• Pierre Cossard

Paris : les parkings de la discorde


La Fédération Nationale des Métiers du Stationnement (FNMS) est en colère. Les annonces de la maire de Paris, Anne Hidalgo, quant à sa stratégie de déconfinement (création de 50 nouveaux kilomètres de voies dédiées au vélo, fermeture de certains axes à la voiture, accroissement de la piétonnisation, etc.) n’ont visiblement pas fait l’objet de la concertation nécessaire. C’est du moins ce que laisse entendre le courrier publié le 6 mai 2020 par la FNMS :

« Depuis le premier jour de la crise sanitaire et l’annonce du confinement, la Fédération Nationale des Métiers du Stationnement (FNMS) est aux côtés de la Mairie de Paris pour accompagner la mise en place d’offres de stationnement adaptées aux conséquences du Covid-19. Cela s’est concrétisé dès le 16 mars par la gratuité du stationnement sur voirie d’une part et par le maintien en activité des parcs de stationnement d’autre part.

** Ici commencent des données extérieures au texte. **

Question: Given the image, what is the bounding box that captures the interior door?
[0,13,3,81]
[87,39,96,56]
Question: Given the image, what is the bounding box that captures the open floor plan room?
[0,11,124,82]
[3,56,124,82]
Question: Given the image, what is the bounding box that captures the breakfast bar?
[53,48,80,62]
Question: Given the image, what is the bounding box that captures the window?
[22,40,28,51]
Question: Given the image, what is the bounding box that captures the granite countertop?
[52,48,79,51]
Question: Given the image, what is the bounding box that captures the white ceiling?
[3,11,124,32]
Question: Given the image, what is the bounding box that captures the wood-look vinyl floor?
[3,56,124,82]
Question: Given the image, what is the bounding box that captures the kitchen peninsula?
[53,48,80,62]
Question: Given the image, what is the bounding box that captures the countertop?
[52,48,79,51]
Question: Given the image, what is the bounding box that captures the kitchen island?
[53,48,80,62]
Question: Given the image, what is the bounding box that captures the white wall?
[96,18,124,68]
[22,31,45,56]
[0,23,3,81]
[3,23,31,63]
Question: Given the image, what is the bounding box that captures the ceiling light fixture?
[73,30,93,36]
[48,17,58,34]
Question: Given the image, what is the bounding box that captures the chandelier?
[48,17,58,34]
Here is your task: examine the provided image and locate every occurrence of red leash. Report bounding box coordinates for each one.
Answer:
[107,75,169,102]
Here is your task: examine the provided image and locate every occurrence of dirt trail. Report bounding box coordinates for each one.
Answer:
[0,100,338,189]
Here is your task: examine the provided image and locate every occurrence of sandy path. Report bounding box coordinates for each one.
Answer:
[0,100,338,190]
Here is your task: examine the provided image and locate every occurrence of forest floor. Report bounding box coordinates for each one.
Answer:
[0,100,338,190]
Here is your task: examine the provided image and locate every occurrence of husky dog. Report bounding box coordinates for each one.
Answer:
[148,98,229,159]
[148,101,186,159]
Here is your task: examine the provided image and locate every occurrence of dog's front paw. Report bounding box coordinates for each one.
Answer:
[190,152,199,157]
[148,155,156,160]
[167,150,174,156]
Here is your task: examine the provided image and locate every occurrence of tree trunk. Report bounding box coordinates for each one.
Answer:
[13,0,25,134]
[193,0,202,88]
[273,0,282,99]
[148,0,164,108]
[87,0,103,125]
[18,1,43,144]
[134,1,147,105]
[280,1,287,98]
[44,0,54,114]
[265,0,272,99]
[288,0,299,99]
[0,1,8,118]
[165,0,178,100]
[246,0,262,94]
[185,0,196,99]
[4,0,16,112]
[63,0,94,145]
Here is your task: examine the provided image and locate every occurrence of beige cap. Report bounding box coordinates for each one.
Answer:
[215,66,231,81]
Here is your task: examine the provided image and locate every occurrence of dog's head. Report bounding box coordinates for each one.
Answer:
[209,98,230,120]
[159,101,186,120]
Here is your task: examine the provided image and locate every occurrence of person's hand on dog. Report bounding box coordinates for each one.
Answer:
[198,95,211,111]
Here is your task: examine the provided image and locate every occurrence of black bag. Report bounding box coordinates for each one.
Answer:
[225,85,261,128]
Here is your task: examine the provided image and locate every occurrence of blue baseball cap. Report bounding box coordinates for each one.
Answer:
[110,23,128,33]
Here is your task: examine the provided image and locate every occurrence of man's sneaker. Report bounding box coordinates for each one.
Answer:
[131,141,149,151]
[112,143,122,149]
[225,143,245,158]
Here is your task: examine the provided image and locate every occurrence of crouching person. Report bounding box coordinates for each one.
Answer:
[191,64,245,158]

Cette concertation et co-construction d’une offre adaptée s’est poursuivie avec la ville pour apporter une réponse adaptée à la reprise dès le 11 mai 2020. Ainsi, l’ensemble de nos adhérents exploitants de parcs en ouvrage a accepté la mise en place d’un dispositif d’ampleur pour multiplier le nombre de parcs relais aux portes de Paris, et répondre ainsi au besoin de mobilité de personnes qui ne pourraient ou ne souhaiteraient utiliser les transports en commun pour accéder à la capitale.

Cet accord avec la Ville de Paris rendait accessibles 30 parcs de stationnement périphériques, dits « parcs-relais », à un tarif réduit, pour les trajets domicile-travail, jusqu’à septembre 2020, au service de très nombreux franciliens.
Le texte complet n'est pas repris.